Criptovalute in Asia, India: Il gigante indeciso
L’industria indiana delle criptovalute si trova ad affrontare molte incertezze e confusione. Questo soprattutto a causa della mancanza di un quadro normativo chiaro e coerente e dei frequenti cambi di posizione del governo nei confronti delle criptovalute.
Il Paese ha un’ampia popolazione di giovani utenti esperti di tecnologia e una community di criptovalute forte e attiva. Ma l’industria indiana delle criptovalute deve anche affrontare alcune sfide. Soprattutto per quanto riguarda la conformità alle normative e la gestione dei rischi legali.

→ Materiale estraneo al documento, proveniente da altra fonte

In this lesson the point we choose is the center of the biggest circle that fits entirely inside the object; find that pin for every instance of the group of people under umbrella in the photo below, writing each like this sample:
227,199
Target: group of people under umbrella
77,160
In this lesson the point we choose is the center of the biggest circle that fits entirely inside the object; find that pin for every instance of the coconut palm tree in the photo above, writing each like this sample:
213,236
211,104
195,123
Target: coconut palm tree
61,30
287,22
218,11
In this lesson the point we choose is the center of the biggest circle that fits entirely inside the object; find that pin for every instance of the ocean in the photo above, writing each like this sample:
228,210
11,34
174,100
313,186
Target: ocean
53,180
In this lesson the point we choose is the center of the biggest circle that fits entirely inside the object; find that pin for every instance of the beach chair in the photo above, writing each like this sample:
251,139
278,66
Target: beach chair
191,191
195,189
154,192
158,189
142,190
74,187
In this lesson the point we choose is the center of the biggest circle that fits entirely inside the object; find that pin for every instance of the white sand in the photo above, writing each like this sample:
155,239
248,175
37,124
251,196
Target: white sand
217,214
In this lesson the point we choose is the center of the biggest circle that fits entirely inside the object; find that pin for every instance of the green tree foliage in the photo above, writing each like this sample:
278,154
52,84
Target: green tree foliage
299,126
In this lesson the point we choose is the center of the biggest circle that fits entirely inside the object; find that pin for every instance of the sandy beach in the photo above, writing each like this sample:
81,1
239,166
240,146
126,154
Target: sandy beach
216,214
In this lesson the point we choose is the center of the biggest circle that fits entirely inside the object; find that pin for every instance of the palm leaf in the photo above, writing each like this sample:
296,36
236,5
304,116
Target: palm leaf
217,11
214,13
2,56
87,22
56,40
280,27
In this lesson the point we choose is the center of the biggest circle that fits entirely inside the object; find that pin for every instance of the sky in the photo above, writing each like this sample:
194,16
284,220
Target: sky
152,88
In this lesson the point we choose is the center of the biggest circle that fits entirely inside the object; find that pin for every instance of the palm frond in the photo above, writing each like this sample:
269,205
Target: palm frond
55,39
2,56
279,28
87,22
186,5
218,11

Un divieto del 2018 da parte della Reserve Bank of India (RBI) ha di fatto interrotto l’accesso ai canali bancari per molte imprese e utenti di criptovalute. Tuttavia, nel 2020, la Corte Suprema indiana ha annullato il divieto in quanto incostituzionale (anche se solo dopo una lunga battaglia legale tra le varie parti interessate).
Da allora, diversi enti governativi hanno proposto progetti di legge per vietare o regolamentare le criptovalute in India. Tuttavia, nessuna di queste proposte di legge è stata ancora ufficialmente introdotta o approvata dal Parlamento. L’ultimo sviluppo è stata una severa legge antiriciclaggio e un divieto preventivo di pubblicità e sponsorizzazione delle criptovalute nel campionato locale di cricket femminile. L’India sta inoltre valutando l’integrazione transfrontaliera di un CBDC, unendosi alla schiera di molti altri Paesi.
Nel complesso, l’India si colloca saldamente nell’angolo degli anti-crittografia, a un passo dal divieto assoluto.
Considerazioni finali
Le posizioni sulle criptovalute nei diversi Paesi asiatici sono diverse quanto il continente. Una menzione d’onore va ai seguenti Paesi:
- Thailandia, dove il trading di criptovalute è legale e regolamentato dalla SEC, che ha approvato quattro criptovalute come attività negoziabili.
- Vietnam, dove l’adozione delle criptovalute è tra le più alte al mondo ma il trading è vietato.
- Corea del Sud, dove il trading di criptovalute è legale e regolamentato da norme severe sui fornitori di servizi di criptovalute.
Una cosa è certa: il futuro delle criptovalute è legato all’Asia.